El tiempo de los inocentes en las cárceles lo tejen los dictadores que destejen el suyo con la ilusión de hacerse eternos. Una hora en un calabozo por el delito de pensar es un siglo. Los jueces, controlados por los totalitarios, no aprenden nunca a leer la esfera de los relojes, porque trabajan para hacer inmortales a hombres que tienen marcada la fecha de su muerte.
Por eso, porque las fechas son en esos casos parte de la línea continua y estable que trazan las dictaduras para controlar las viditas de sus víctimas, no debo empeñarme en recordar que hoy, hace cinco años, comenzó en Cuba la Primavera Negra.
Se organizarán de todas formas ceremonias dentro del país y en el exilio para señalar que ha pasado un lustro y siguen en el encierro y el sufrimiento 55 hombres inocentes; pero el hombre, el ser humano que está detrás de las rejas sin almanaque, no notará nada especial. Nada que no sea el peso de otro día y otra noche, en un territorio que en presidio casi se puede tocar: el de la muerte.
En estos días, mientras escuchaba aquí en Madrid los relatos que traen de las prisiones los presos políticos desterrados Pedro Pablo Álvarez, José Ramón Castillo, Alejandro González Raga y Omar Pernet, uno puede comprender que la cárcel diversifica el sufrimiento, lo hace infinito, le pone bordes y sustancia, en situaciones y episodios en sitios donde la imaginación no había llegado.
Tanto Álvarez como González Raga perdieron a sus madres mientras cumplían condena. Ellos hablan de un dolor añadido, de una dimensión inédita del padecimiento, porque aunque les permitan estar unas horas en las cercanías de la familia, nadie puede aliviar la soledad de un preso, de un hombre esposado y vigilado por guardias hasta en esos momentos.

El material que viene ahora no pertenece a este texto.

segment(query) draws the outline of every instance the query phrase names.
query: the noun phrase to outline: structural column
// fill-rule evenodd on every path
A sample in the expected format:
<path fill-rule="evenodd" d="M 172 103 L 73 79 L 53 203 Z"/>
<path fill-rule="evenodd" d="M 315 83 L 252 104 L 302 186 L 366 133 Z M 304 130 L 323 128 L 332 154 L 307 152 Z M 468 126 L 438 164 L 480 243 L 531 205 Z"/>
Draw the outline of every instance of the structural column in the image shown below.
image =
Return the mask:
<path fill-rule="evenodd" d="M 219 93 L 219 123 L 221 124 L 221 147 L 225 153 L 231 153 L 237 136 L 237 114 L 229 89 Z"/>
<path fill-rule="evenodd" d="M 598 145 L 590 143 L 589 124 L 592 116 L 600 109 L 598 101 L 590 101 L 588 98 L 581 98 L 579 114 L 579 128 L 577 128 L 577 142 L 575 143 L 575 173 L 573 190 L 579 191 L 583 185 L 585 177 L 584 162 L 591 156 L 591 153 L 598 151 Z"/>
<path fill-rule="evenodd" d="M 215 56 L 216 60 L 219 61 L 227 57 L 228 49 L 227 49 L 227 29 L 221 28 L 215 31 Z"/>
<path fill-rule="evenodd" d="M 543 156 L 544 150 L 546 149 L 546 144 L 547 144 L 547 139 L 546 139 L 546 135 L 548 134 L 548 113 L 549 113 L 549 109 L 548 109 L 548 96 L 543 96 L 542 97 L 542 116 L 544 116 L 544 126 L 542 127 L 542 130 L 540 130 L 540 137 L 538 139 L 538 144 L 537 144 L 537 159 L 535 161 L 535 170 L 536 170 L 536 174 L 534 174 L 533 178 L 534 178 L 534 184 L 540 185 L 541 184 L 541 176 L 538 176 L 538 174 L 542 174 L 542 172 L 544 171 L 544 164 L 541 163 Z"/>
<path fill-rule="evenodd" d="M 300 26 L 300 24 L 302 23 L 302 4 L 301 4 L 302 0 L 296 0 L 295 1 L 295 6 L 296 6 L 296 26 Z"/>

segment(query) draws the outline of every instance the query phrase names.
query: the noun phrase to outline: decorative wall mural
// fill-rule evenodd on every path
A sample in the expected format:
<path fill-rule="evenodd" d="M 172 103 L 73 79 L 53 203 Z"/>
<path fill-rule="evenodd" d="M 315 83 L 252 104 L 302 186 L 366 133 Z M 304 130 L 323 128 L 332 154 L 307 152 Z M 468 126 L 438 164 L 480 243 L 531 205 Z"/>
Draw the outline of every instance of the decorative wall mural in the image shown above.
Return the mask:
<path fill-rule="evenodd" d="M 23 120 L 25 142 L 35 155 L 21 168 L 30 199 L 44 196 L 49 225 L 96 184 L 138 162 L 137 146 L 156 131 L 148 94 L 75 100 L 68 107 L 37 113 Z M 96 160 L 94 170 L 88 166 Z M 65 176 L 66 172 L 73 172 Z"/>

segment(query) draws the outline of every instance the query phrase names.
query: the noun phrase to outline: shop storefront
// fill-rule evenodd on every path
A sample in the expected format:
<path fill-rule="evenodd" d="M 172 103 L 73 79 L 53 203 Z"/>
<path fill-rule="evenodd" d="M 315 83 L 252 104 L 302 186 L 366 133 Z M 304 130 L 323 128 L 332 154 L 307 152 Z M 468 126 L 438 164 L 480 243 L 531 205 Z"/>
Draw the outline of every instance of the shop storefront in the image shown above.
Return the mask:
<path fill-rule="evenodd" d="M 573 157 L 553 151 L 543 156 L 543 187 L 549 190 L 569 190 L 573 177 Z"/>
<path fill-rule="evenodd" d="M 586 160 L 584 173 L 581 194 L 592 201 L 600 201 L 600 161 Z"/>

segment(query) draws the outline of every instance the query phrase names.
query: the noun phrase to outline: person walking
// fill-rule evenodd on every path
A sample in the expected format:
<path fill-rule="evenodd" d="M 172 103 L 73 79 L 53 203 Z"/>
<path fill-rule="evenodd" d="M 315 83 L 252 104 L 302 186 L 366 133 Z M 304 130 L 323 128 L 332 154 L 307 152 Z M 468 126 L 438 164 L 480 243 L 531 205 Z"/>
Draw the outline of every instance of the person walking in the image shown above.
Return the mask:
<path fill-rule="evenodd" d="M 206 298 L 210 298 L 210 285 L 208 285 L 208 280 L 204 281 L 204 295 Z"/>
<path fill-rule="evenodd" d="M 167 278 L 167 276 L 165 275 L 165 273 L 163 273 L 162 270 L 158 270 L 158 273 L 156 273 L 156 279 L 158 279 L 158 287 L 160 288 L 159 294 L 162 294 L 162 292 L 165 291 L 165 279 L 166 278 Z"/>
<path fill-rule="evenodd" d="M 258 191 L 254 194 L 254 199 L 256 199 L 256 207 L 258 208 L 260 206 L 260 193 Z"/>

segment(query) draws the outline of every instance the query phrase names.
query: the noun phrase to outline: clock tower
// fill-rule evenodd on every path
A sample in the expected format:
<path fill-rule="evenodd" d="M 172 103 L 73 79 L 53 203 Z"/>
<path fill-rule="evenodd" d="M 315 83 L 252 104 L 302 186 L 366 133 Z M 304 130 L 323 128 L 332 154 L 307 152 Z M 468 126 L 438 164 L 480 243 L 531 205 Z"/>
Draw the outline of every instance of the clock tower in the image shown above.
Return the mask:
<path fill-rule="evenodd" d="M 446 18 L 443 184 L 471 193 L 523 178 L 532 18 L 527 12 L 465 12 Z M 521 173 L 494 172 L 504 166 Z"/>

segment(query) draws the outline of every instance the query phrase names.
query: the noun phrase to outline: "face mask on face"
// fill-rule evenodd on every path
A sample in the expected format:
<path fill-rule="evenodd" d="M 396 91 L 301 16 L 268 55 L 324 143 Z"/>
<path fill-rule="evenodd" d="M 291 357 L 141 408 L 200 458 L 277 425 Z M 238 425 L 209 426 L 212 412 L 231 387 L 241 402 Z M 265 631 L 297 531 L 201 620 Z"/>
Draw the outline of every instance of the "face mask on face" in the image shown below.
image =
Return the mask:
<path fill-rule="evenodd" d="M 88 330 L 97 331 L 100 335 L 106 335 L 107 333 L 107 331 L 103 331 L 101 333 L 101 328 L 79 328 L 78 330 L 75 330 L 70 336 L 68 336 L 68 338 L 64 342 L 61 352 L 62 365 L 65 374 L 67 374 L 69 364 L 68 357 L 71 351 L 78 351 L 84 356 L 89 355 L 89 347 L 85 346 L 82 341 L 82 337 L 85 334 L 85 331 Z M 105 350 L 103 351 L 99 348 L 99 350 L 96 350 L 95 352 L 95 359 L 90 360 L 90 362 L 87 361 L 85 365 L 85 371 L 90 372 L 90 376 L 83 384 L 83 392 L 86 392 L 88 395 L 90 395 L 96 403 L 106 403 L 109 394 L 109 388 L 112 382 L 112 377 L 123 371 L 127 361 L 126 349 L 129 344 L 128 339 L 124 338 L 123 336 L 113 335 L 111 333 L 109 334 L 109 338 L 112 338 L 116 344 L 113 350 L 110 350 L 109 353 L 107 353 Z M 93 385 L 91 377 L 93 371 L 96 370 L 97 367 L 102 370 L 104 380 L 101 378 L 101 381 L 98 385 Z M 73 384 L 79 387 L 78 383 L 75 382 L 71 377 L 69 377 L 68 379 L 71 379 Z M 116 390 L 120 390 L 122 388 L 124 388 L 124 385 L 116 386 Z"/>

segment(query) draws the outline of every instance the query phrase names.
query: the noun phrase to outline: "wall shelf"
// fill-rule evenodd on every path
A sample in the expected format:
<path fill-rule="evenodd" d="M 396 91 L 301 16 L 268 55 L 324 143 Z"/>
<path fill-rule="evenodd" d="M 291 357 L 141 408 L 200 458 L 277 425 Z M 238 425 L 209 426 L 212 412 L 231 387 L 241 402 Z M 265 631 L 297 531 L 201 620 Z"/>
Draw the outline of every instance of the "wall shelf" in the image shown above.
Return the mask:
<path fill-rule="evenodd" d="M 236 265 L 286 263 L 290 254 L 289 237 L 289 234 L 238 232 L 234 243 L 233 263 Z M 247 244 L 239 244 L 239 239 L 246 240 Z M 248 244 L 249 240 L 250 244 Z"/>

Las largas batallas de Herrera Acosta
Entonces, sin la intención de dramatizar ni de lastimar heridas, ellos y otros amigos del exilio hemos tenido que convenir que, para cumplir con los caprichos de las fechas y el tiempo real, no el de los prisioneros, debíamos tener especialmente en cuenta en estos días de marzo al periodista Juan Carlos Herrera Acosta, preso en la cárcel provincial de Holguín.
Herrera, de 41 años, corresponsal de la Agencia de Prensa Libre Oriental (APLO), que cumple una sanción de 20 años de cárcel, acaba de asistir a la muerte, en un accidente de tráfico, de su única hija, una niña de 14 años: Liannet Herrera.
Las largas batallas de Herrera Acosta durante su encierro arbitrario han tenido siempre repercusión en la prensa. Incluyen huelgas de hambre en la famosa cárcel camagüeyana de Kilo 8, protestas junto a otros reclusos para que se mejore la asistencia médica y la alimentación.
Ha estado muy enfermo, ha recibido maltratos y humillaciones y, en diciembre de 2006, decidió coserse la boca con alambre para protestar por la política hostil seguida contra él por los oficiales de la Seguridad del Estado y los militares de la prisión.
Herrera Acosta sufre ahora mismo problemas de presión arterial, vitíligo, gastritis crónica, bloqueo cardíaco y una enfermedad no determinada del sistema óseo. Con todo eso vive Herrera Acosta en su celda.
Han pasado cinco años desde que él fue a parar a la cárcel, pero ya está dicho: el tiempo allá adentro es infinito y los sufrimientos tienen otras intensidades.
En este retrato en primer plano del periodista, pueden verse también rasgos de los otros 54 cubanos que entran ahora en ese lustro de tortura diaria.